The hero of Customer Service through Marketing ironically the airline I flew home on. This airline was offering new in-flight wifi, at a cost, but they were offering the first use free. I was met at the gate by a young lady wearing a t-shirt with the phrase “Ask me about free wifi on your flight”.
I followed the first activity, in a series, that the airline hoped would enhance the experience enough that I would to engage their product. Their hope paid off, because the attendant informed me about the new service. Once I said I would give it a try, she gave me a card, the size of a business card, which had all the information of the service on one side and the complete instructions, including discount code, which would allow me to use their service on the other.

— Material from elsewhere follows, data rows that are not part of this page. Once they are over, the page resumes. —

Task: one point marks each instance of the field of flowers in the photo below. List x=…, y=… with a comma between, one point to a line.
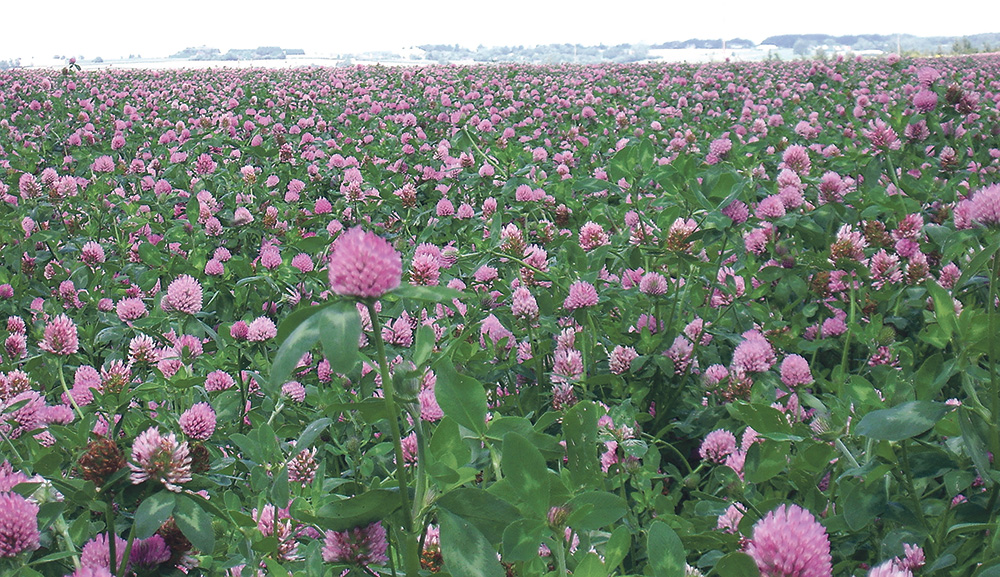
x=665, y=320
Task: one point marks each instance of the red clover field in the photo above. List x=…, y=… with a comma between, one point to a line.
x=672, y=320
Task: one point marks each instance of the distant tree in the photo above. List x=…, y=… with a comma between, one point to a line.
x=962, y=46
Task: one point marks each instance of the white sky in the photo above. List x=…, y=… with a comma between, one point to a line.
x=116, y=28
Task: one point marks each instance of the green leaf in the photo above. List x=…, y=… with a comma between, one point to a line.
x=448, y=446
x=363, y=509
x=423, y=345
x=944, y=308
x=591, y=566
x=194, y=523
x=490, y=514
x=975, y=445
x=312, y=431
x=765, y=460
x=460, y=397
x=665, y=552
x=595, y=509
x=524, y=466
x=153, y=512
x=371, y=410
x=339, y=331
x=862, y=505
x=580, y=427
x=522, y=538
x=301, y=340
x=737, y=564
x=434, y=294
x=617, y=547
x=464, y=549
x=762, y=418
x=978, y=264
x=902, y=421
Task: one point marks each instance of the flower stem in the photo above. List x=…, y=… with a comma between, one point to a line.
x=411, y=557
x=62, y=381
x=991, y=317
x=63, y=529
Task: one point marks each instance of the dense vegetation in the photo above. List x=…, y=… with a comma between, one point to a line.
x=732, y=319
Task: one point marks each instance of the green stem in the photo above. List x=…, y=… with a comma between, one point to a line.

Once we were in the air, I tested out the service. I was more than impressed to know that their instructions were more than crystal clear. The wifi service even had a chat based Customer Service feature that, surprise, had a human being on the other end. I got all of my questions answered about which flights carried wifi, terms of service, and, since I am not a regular flier, a list of their payment plans which ranged from per flight to monthly basis. Needless to say, but I will be using their service again once I fly out on that airline.
The main reason, if not obvious, that I chose these two to talk about is that they are polar opposite examples, of the same service, of Customer Service through Marketing. One showed that they were only willing to go so far to increase the level of customer satisfaction that their service offers. While the other showed they valued their customer every step of the way.
The question I leave you with is this, dear reader, do each of your marketing pieces increase the level of engagement, and satisfaction, that your customers have with your product, service, or brand? Or are you simply providing just enough information to get by.
As all ways, thank you for reading and stay wicked.